De la société du savoir à la question de l’Ecole

Intervention prononcée lors du colloque du 4 avril 2006 Pas de société du savoir sans école

Mesdames, Messieurs, chers amis,
Nous avons maintenu ce colloque en dépit des circonstances qui rendent les déplacements un peu difficiles. Ceci me conduit à remercier l’assistance et les intervenants, venus parfois de loin. Je pense en particulier à Marc Le Bris qui arrive d’une Bretagne ardente.

Il n’y a pas d’ironie, je crois, à s’interroger sur l’Ecole à l’heure où s’exprime une angoisse – déjà ancienne, il est vrai – sur la question de l’emploi. J’y vois même une complémentarité assez évidente.
D’une part une société riche et développée, la nôtre, qui, depuis longtemps déjà, se révèle incapable de répondre au défi de la création d’emplois que lui impose son implication de plus en plus grande dans la mondialisation.
De l’autre, la même société riche, qui, si elle devait demain créer enfin les emplois de l’avenir, grâce, notamment, à de vrais investissements à l’échelle nationale ou européenne, se trouverait peut-être confrontée à la question de l’investissement humain préalable, celui dont la clef réside dans l’accès des plus larges couches de la population à une éducation digne du futur.
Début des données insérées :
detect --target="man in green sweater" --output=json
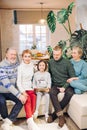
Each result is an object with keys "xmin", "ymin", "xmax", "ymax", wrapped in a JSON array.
[{"xmin": 48, "ymin": 46, "xmax": 75, "ymax": 127}]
C’est ainsi que j’en viens au thème de la « société du savoir » que nous avons choisi pour titre au colloque d’aujourd’hui.
C’est un thème qui s’est répandu dans le monde comme une traînée de poudre depuis le début des années 2000 et a été notamment formalisé au « sommet du Millénaire » par lequel la quasi-totalité des pays représentés à l’ONU avait défini de grands objectifs touchant à l’évolution souhaitable des sociétés. L’objectif désirable n’a cessé depuis lors d’être cristallisé dans l’idée de « société du savoir ».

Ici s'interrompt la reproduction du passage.